Erin's Journals

Thursday, October 7, 2021

Just a thought… It’s all about finding calm in the chaos. [Donna Karan]

You can watch a video version of this journal on my Facebook page, or here on YouTube.

Well, here we are on the precipice of the last long weekend of the year in Canada (except Christmas, sort of) and that is, of course, Thanksgiving.

I want to start by thanking you for being here. The past year has seen a lot of changes in the way that I bring you this journal: from written form to shooting in a little basement setting, to moving up to a guest bedroom in front of a painting that we love, to a few on the road, to the wonders of green screen and everything we can put up on it behind me.

Our green screen game isn’t quite 100% there yet, but we’re continuing to try and to tweak. Anyway, thank you so much for coming along for the ride, for sharing this journal and for subscribing on YouTube so that you don’t even have to go to Facebook anymore if you don’t want.

Ah, Facebook. And Instagram. And WhatsApp. All down on Monday. I joked on Twitter that this could be the most extreme trick that Mercury in Retrograde has ever played on us. Yeah, it’s a thing – and Rob and I happen to believe in it. We back up our computers just before the space cycle begins (we’re in the last one of the year) and play it careful. Can’t hurt, right?

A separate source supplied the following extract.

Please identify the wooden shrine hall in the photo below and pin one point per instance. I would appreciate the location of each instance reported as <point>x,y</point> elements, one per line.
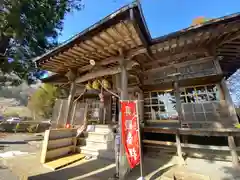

Mercury in Retrograde can also mean other kinds of difficulty in communicating. Like what to say to Aunt Arleen or any family member you’d like to have at your Thanksgiving dinner table this weekend who has decided they know better than to get the vaccine? I think I may just have the solution for you, my friend, thanks to @NYinLA2021 on Twitter.

That, my friend, just about says it all. I wish you a Happy Thanksgiving, remembering the giving part, just as long as it’s not the blessed Covid virus.

And I’ll be back next Thursday with a new journal; our guest room is in use with Colin’s Grandpa staying here for Thanksgiving and Colin’s 7th birthday Monday, so the green screen comes down. But I’ll talk to you next week. And thank you again.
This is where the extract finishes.